Il Racconto dietro lo scatto
Amo questa montagna, e ho speso alcuni mesi nel suo scenario a osservare i mufloni per scattare alcune foto che avevo in mente: agili, silenziosi, timidi, eleganti, sono questi gli aggettivi che userei per descriverli in breve.

Seguendo alcuni scritti tramandati dai vecchi caprari del paese di Oliena, centro abitato alle falde del monte, ho studiato le abitudini e i movimenti di questi animali. Sebbene sia un appassionato di primi piani, desideravo però anche portare a casa un ritratto ambientato. Studiando il comportamento di numerosi esemplari avevo trovato lo spot perfetto per lo scatto che cercavo. Frequentando assiduamente il Supramonte di Oliena, conosco parecchi “cuiles”, parola sarda che viene usata per identificare gli antichi rifugi e case dei pastori, che si trovano sparsi in vari punti della montagna, perlopiù vicino a zone in cui si trovano approvvigionamenti idrici facilmente raggiungibili (forre, grotte o pozze) e vallecole.
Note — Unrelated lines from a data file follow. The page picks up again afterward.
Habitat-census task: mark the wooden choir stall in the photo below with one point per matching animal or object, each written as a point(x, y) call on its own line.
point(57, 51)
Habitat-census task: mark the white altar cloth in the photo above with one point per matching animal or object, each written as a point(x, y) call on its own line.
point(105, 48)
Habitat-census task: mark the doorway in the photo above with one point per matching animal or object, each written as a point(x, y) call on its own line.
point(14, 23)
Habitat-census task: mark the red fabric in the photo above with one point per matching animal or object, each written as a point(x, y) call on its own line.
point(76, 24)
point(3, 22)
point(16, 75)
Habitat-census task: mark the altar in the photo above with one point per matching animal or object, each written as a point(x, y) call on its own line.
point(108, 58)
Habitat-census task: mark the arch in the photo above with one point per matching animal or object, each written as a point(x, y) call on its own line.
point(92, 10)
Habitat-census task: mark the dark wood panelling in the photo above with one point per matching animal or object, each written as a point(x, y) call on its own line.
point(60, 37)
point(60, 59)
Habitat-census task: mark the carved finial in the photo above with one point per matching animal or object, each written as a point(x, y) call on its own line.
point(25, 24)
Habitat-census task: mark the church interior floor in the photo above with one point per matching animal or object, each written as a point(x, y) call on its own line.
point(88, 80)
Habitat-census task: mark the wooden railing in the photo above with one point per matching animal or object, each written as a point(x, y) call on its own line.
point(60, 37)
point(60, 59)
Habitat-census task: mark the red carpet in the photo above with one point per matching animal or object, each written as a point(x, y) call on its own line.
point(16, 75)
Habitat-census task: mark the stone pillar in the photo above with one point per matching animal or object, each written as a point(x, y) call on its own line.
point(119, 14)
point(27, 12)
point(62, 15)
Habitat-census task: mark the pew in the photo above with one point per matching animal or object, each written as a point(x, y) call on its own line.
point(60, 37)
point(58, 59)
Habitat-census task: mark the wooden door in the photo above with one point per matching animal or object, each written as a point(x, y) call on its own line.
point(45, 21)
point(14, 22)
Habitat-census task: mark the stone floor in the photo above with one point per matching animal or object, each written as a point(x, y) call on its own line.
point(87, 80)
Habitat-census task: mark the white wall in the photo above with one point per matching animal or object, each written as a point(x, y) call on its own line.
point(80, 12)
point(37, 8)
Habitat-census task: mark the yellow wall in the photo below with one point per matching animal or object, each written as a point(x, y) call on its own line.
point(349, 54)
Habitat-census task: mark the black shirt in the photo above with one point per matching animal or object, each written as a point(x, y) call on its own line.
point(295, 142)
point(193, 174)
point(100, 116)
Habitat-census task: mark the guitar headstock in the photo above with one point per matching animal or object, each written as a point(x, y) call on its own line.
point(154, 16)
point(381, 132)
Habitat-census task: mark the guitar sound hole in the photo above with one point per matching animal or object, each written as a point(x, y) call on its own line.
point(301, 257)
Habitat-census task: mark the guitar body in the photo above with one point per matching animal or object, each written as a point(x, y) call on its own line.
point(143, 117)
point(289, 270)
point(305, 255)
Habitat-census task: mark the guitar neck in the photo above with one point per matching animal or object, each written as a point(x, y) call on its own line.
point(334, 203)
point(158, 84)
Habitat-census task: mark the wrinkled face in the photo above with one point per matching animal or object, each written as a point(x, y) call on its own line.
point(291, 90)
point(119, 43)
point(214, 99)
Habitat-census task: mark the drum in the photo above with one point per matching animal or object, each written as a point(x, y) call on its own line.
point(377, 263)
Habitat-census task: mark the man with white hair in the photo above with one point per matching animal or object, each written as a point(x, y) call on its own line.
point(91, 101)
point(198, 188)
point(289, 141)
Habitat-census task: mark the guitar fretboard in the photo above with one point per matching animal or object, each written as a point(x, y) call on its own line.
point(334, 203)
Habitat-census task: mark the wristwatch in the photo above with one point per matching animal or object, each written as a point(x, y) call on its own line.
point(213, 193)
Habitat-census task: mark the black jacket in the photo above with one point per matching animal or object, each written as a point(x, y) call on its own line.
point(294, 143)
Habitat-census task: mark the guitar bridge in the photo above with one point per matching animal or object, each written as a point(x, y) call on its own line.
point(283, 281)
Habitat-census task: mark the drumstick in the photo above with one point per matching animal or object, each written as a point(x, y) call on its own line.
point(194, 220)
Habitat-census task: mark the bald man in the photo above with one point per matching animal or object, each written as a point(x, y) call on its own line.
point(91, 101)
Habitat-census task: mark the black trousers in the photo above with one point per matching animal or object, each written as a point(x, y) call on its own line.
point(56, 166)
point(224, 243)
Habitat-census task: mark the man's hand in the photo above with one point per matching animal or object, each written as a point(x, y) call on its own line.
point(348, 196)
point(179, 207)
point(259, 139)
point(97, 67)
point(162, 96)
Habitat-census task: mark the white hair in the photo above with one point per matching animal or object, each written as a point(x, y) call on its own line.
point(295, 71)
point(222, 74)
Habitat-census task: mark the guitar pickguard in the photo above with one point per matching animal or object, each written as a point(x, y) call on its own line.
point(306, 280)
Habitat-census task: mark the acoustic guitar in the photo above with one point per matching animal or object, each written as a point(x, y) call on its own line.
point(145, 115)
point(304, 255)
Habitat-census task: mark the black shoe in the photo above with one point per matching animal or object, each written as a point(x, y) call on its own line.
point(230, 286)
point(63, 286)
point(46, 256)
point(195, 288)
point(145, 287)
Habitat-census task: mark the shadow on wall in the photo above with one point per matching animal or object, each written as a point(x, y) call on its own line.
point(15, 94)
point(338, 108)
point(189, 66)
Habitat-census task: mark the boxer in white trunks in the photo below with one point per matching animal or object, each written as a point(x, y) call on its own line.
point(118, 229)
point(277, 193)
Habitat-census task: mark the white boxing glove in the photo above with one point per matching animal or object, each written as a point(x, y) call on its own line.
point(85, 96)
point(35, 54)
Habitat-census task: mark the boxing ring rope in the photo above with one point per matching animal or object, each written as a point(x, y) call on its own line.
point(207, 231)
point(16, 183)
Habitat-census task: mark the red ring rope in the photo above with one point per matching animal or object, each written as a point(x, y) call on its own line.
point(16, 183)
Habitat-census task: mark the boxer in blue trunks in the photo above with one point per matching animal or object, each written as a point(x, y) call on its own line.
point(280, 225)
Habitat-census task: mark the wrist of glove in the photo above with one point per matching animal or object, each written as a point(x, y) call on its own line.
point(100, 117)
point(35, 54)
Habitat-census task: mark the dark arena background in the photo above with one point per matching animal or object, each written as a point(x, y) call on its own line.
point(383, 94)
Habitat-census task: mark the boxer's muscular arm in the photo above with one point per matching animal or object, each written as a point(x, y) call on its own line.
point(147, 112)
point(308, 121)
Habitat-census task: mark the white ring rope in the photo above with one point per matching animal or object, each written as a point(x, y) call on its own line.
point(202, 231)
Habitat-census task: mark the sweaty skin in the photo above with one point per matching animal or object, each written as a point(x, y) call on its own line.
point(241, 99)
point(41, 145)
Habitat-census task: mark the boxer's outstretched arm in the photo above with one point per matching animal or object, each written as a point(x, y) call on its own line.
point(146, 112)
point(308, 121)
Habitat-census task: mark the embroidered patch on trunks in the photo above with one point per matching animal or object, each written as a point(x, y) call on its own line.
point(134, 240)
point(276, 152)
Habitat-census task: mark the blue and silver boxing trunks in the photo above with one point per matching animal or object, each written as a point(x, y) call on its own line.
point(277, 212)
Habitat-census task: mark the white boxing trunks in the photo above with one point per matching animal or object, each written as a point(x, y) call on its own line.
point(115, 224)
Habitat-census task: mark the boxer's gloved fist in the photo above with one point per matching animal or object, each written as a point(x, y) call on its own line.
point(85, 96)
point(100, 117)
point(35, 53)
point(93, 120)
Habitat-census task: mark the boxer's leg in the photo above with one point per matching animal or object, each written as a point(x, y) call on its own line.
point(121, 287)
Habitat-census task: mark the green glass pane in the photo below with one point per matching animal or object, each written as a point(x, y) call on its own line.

Il cuile “Vadde Sa Mandra” si trova a ridosso della cima del Corrasi, in uno spazioso pascolo montano sormontato da alcune querce secolari.

È qua che spesso ho visto passare gruppi di femmine, le mufle, e alcuni maschi in gruppi di tre o quattro che, nel periodo dell’accoppiamento e cioè in tarda estate e autunno, si sarebbero scontrati per ottenere il dominio dell’harem. In questa area del monte la sera, puntualmente, i mufloni scendono verso le zone vegetate dal leccio e il ginepro, per passare la notte e poi risalire al mattino verso pascoli più elevati dove nelle giornate soleggiate d’autunno il sole riscalda le placche calcaree. Il mio piano era quello di appostarmi, all’alba, nel punto di passaggio di alcuni individui che seguivo dalla primavera ed ero sicuro che, se non fosse stata quella volta, o la volta dopo, alla terza occasione sarei riuscito a trovare sotto di me un maschio da immortalare.

Mi sveglio nel rifugio e il sole non è ancora sorto, vado allora su una grossa lingua di pietra che mi consente di avere una visione a 360° di ciò che mi circonda, mi godo l’alba, l’emozione è sempre la stessa, e poi succede l’inaspettato: un bellissimo esemplare, che avevo incontrato la sera prima circondato da 3 femmine, mi osserva da un masso che stava dietro di me, anticipando il mio arrivo. È in posa, è la foto che cercavo, “click!”. La giornata è appena iniziata ma posso già tornare a casa. La natura è imprevedibile e, nella sua purezza e perfezione, a volte, non ci dà la possibilità di farsi raccontare, se non nel momento infinitesimale di uno scatto. Buona luce.